Confesions of Felix Krull, Confidence Man
Confesions of Felix Krull, Confidence Man, Thomas Mann’s unfinished novel, begins with a first person account of his family background, and many quaint anecdotes of his own childhood. Felix comes from an upper class family in the picturesque German Rhine Valley, notable for being a region of fine wine production, where his father owns a small family-run vineyard that produces and bottles a Methode Champenoise, Engelbert Krull Lorley Extra Cuvee. Felix writes about his childhood love of fantasy, his love of dressing-up in costumes, and his passion for the theater. Much of his appreciation for the arts comes by way of his godfather Schimmelpreester, a painter who looks at the world through artistic lenses, and who has a deep influence on Felix’s life.

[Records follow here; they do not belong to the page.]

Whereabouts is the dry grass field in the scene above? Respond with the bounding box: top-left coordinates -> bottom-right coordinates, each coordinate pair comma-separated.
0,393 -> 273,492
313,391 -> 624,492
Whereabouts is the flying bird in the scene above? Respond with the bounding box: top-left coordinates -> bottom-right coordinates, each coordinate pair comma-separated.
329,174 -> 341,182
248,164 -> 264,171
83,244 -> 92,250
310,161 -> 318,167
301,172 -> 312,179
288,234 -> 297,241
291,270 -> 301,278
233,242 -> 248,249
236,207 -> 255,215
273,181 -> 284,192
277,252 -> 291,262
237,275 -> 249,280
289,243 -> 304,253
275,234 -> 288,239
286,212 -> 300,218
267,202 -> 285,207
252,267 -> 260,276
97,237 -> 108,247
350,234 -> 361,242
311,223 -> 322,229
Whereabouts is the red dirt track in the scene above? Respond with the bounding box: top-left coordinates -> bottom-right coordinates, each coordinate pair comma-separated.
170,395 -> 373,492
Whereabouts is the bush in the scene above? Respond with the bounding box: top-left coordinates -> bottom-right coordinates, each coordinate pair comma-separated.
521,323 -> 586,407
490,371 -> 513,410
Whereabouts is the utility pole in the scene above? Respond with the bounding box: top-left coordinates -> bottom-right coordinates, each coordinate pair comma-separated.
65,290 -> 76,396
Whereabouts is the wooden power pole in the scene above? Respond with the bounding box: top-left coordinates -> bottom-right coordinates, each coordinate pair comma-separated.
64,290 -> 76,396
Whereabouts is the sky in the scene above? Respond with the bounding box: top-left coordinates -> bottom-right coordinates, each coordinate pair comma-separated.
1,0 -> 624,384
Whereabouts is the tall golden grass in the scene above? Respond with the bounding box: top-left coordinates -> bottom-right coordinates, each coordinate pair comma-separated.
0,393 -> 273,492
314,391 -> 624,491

With a fertile imagination and a penchant for adventure, Felix rarely shows any interest in socializing, preferring to retire into his own fantasy world. He is greatly influenced as a child by his exposure to the theater and music. He tells anecdotes of visiting with artists backstage, and of his affinity for imitating them, a skill he seems to be a natural at. He can’t stand school, obviously, finding it incessantly boring, and so he does whatever he can to get out of having to attend classes. Felix begins to practice the art of deception by forging his father’s writing on notes that excuse him from school due to fictitious illnesses. Later on Felix acquires a higher degree of sophistication in his confidence games, by acting out the illness and being able to fool his mother with all sorts of imaginary symptoms. He in fact becomes so adept at “performing” his sicknesses, that he is able to reproduce, at will, the somatic symptoms for the specific illnesses he is trying to convey (think Ferris Bueller in Ferris Bueller’s Day off: sweaty palms, nausea and vomiting, etc.). Even when doctors arrive to examine Felix, rightly assuming that it is a case of “school-avoidance syndrome”, Felix is skillfully able to convince them, or at least force enough doubt into their minds that they end up buying into his whole ruse.
From feigning illnesses Felix graduates onto a successful, if modest, career as a candy store thief. He then tells us about his first sexual encounter (with an older Housemaid) and everything is charming and light in his life for the first 18 years of it. Then tragedy befalls his family. The bottles for the Engelbert Krull wine his father produces are beautifully and elaborately ornamented, but the stuff inside is sub-par. The family business goes bankrupt. His father falls into a deep depression over what he considers to be a gargantuan failure and months later takes his own life. This tragic event catapults us into the story and perhaps serves to explain why Felix Krull was so desperate to be as far removed from his familial circumstances as possible and why he goes on to become an expert impostor and confidence man in late 19th century Europe.